34. Notwithstanding what might be "incidental", it is clear that each contract in each jurisdiction will need to be considered for its own terms, particularly terms that specifically allow for any outgoings arising after the date of completion of the original contract and up to the date of resale.

Mortgage Interest

35. Whether mortgage interest is an expense of and incidental to a resale or attempted resale was considered in Jampco where Young J did not consider it would normally come within an assessment of liquidated damages or in fact an assessment of damages at all. He made a distinction between allowing rates on the one hand, while disallowing mortgage interest payments on the other as 'rates inevitably attach to the land, but whether a mortgage is kept on the land or not, depends upon the economic decisions made by the proprietor'.18

Deposit

36. The Law Society of South Australia Contract provides that upon termination for breach by the purchaser the deposit shall be forfeited to the vendor absolutely. The question then becomes, should the deposit be brought into account if an election is made to pursue liquidated damages.
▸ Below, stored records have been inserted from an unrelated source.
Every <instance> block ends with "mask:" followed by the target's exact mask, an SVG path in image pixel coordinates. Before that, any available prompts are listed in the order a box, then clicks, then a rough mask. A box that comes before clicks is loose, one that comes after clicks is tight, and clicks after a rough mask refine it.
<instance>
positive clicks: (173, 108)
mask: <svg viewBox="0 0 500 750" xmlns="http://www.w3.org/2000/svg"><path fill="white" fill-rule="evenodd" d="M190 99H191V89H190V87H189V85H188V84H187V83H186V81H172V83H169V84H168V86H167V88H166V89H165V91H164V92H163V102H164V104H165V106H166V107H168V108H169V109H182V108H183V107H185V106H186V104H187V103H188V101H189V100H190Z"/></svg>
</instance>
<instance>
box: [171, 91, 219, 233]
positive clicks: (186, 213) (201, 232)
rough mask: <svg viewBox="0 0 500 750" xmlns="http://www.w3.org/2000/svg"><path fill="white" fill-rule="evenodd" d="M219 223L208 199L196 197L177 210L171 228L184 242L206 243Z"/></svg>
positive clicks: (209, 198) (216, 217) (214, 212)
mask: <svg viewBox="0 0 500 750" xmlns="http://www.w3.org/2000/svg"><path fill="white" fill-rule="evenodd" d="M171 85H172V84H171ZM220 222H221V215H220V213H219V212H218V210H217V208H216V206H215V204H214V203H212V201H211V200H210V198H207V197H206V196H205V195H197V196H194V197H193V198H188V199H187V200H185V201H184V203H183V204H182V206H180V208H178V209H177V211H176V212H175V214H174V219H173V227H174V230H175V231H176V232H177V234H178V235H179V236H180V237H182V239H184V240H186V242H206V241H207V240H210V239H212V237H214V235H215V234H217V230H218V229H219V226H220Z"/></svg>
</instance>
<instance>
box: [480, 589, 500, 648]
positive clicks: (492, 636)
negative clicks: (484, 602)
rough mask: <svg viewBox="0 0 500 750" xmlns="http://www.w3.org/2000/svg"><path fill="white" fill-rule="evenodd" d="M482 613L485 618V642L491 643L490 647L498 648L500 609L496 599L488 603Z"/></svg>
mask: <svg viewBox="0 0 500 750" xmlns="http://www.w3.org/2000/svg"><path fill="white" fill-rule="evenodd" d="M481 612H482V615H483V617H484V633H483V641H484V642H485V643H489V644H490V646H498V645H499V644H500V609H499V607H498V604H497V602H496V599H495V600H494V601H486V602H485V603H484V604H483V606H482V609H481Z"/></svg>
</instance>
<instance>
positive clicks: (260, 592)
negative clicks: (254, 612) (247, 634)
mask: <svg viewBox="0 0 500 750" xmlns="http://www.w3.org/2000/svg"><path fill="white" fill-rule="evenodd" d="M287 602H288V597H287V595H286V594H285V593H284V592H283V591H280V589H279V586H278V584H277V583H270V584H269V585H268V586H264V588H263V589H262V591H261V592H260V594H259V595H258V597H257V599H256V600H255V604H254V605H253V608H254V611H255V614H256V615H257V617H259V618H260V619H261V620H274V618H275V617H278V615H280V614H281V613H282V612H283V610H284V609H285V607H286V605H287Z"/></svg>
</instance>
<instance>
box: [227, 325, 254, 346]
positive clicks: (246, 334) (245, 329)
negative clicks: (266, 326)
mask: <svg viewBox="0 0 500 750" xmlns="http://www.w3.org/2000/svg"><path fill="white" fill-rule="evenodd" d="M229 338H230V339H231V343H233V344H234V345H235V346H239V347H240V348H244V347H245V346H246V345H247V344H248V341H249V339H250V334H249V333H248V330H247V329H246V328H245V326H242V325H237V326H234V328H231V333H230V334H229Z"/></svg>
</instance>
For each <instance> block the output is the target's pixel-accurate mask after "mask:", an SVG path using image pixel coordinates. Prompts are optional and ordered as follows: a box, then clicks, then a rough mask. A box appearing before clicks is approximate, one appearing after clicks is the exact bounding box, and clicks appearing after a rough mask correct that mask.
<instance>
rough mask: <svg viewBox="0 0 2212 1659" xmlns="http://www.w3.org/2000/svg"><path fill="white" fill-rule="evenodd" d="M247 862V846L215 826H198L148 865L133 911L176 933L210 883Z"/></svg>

37. The authorities indicate that the forfeited deposit should be set off against the resale market value of the property and the contract price.19 Presumably, not to do so would amount to a windfall to the vendor.

38. The High Court has held that GST is payable on forfeited deposits.20 The key issue in this case was whether there was a "taxable supply" to which GST was attributed for the relevant tax period.

39. In a joint judgment, the High Court has held that upon execution of the contract, the vendor made a supply in that it entered into an obligation to do certain things under the contract, including maintaining the property and paying rates, taxes, insurance premiums and other outgoings. The payment of the deposit by the purchaser was "in connection with" a supply by the vendor within the meaning of the definition of "consideration" in Section 9-15(1)(a). Upon forfeiture to the vendor of the deposit, by reason of the failure by the purchaser to complete the contract, the "supply" represented by the making of the contract becomes a "taxable supply".

41. Accordingly, a decision must be made in such sales as to whether the vendor should require the purchaser to pay the agreed deposit plus an amount equal to 10% thereon to cover any GST tax liability arising on a valid termination of the contract by the vendor. The Commissioner of Taxation has issued a Decision Impact Statement dealing with this case on 4 June 2008 which may offer some further guidance.

Footnotes

1. NSW: Law Society of NSW and REI NSW - Contract for the Sale of Land; Vic: Law Institute of Victoria and REI Vic - Contract of Sale of Real Estate; ACT: Law Society of the ACT - Contract for Sale (Crown lease and unit title); Qld: Queensland Law Society and REIQ - Contract for Houses and Residential Land; NT: Law Society of the NT and REI NT - Contract of Sale; Tas: Law Society of Tas, Auctioneers and Real Estate Agents' Council of Tasmania and REI Tas - Contract for Sale of Real Estate; WA: REI WA - Contract for Sale of Land by Offer and Acceptance.

2. Robinson v Harman (1848) 1 Ex 850 at p 855.

3. (1854) 9 Ex 341.

4. Jampco Pty Ltd v Cameron [2] (1985) 3 NSWLR 30.

5. (1996) 40 NSWLR 39.

6. (1996) 40 NSWLR 39 at 59.

7. [1969] 1 AC 350 at 385.

8. (1980) 29 ACTR 1. Rates were also assessable in Jampco Pty Ltd v Cameron (2) (1985) 3 NSWLR 30.

9. Bridges v McPhail (1977) 3 BPR 9317.

10. Brien v Dwyer (1978) 141 CLR 378.

11. Howe v Smith (1884) 27 Ch D 89.

12. NSW Society of NSW and REI NSW – Contract for Sale of Land.

13. Dewar v Mintoft [1912] 2 KB 373; Bot v Ristevski [1981] VR 120.

14. Jamal v Moolla Dawood Sons & Co Ltd [1916] 1 AC 175; Pendergrast v Chapman [1988] 2 NZLR 177.

15. Diamond v Campbell-Jones [1961] Ch 22.

16. See Rossco Developments Pty Ltd v O'Halloran (1980) 29 ACTR 1 at 241-3 for a discussion of 'incidental expenses'.

17. [1983] 1 Qd R 215.

18. Jampco Pty Ltd v Cameron (No 2) (1985) 3 NSWLR 391 at 396.

19. Brien v Dwyer (1978) 141 CLR 378; Carpenter v McGrath (1996) 40 NSWLR 39.

20. Commissioner of Taxation v Reliance Carpet Co Pty Ltd (2008) ANZ CONVR R 8-033.

The content of this article is intended to provide a general guide to the subject matter. Specialist advice should be sought about your specific circumstances.